Friday, January 23, 2026

Some customers the day of the local Pride parade…

...at the one (Thai) restaurant where I work now:

1) Two (like almost high school age) (white) girls come in and we sit them at a table at the back, and then when we’re off doing other stuff one just goes up to the service station and helps herself to a small styrofoam takeout box, and that’s on their table forever and they have glitter makeup stuff spread all across the table and some water and makeup stuff at the bottom of that Styrofoam box, and they have their own chairs and the unused chairs pulled out wide so it interferes with seating at the adjacent table, and at one point they even put dirty dishes on one of the adjacent tables, and when I go to reckon up with them they say yes they’re ready for the check, and then when I go to the back counter and get it and bring it up, at that point they tell me that they want to separate the bill out into two checks, and ultimately they tip less than you’re supposed to, to boot.
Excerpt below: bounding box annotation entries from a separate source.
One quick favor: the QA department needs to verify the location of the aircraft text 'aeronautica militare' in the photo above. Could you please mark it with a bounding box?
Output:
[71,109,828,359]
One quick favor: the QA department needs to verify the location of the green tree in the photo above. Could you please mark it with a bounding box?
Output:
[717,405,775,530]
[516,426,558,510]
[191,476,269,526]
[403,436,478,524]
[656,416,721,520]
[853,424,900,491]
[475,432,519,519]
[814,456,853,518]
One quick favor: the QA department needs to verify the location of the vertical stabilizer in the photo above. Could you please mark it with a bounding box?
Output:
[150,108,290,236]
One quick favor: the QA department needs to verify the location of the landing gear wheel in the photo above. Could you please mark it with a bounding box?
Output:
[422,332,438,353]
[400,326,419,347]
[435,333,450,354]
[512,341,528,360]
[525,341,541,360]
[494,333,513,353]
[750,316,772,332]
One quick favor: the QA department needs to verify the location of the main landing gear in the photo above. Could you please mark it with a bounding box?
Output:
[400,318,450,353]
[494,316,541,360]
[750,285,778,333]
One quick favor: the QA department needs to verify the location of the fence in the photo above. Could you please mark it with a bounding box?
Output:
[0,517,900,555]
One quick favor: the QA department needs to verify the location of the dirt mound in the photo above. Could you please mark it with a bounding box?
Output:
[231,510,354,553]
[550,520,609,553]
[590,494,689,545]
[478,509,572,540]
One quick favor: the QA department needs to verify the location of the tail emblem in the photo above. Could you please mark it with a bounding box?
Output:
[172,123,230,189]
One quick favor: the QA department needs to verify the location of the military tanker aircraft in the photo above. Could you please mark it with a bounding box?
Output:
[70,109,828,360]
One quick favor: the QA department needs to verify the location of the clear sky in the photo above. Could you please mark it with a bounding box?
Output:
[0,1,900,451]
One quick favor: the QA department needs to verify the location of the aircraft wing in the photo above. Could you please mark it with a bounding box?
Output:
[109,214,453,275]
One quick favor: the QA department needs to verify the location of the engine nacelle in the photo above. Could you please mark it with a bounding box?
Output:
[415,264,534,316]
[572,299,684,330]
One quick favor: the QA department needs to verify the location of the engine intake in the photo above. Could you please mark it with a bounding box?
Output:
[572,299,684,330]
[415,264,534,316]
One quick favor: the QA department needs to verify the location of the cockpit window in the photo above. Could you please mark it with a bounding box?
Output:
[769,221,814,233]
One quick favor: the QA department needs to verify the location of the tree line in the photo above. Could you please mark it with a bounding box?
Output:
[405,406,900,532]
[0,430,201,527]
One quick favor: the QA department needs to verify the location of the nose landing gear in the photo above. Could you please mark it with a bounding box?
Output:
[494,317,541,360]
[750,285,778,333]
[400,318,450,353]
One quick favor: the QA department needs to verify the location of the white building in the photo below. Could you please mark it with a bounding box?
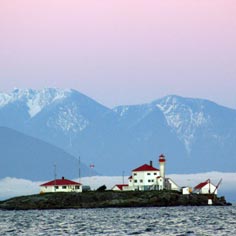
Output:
[129,164,160,190]
[112,154,180,191]
[193,179,217,195]
[111,184,129,191]
[40,177,82,193]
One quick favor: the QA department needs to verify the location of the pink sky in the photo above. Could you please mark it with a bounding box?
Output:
[0,0,236,108]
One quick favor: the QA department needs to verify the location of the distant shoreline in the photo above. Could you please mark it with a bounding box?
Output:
[0,190,232,210]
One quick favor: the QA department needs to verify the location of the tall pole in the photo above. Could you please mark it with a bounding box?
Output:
[79,156,81,182]
[122,171,125,184]
[54,163,57,192]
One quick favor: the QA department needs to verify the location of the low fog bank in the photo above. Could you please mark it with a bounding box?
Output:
[0,172,236,202]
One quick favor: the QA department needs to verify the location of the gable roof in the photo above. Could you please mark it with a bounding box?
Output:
[115,184,129,190]
[194,179,210,189]
[40,177,81,186]
[132,164,159,172]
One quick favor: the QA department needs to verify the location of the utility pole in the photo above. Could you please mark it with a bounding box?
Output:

(For all that chaos… People would never behave like that so blithely, at a [non-Asian] restaurant.)

. . . 

2) A (quiet) (awkward) (Asian) (male-to-female trans) person who probably studies (STEM) comes in to eat by themself, and at one point they’re just kind of aimlessly wandering up the center of the restaurant with no clear purpose – looking for the restrooms? needing assistance? – and so as I walk towards them, I don't think and I’m like, “Can I help you, Sir?”

(Oops.)

. . . 

3) Two (older) (white) lesbians come in and are sitting at a corner table and for one of them I keep refilling her water glass for ever and ever, and at one point when I refill it again, she comments, “I just don’t know why I’m drinking so much water today,” to which I’m like, “Ecstasy?”, and, “You probably shouldn’t be rolling in the middle of the afternoon.”

Later, too, they have some discount coupon to pay that I’ve misfiled before, and so I tell them to wait until my coworker is back and can ring them up at the front if they bring it up there, and as soon as I say that, the one is well-meaning but a bit presumptuous and is like, “I can help you on the screen,” and she explains that she can walk me through it.

(Actually, it’s a recording system we have, because in addition to having to scan the proper coupon, you have to mark down numbers and make sure it’s the active coupon rather than an old one that's pulled up in the same on-screen list, because the sh*tty website doesn’t make that clear, and sometimes you only see old coupons or you finally locate an active coupon and scan it but then it disappears and you can’t tell which number coupon you scanned, it’s all very confusing.)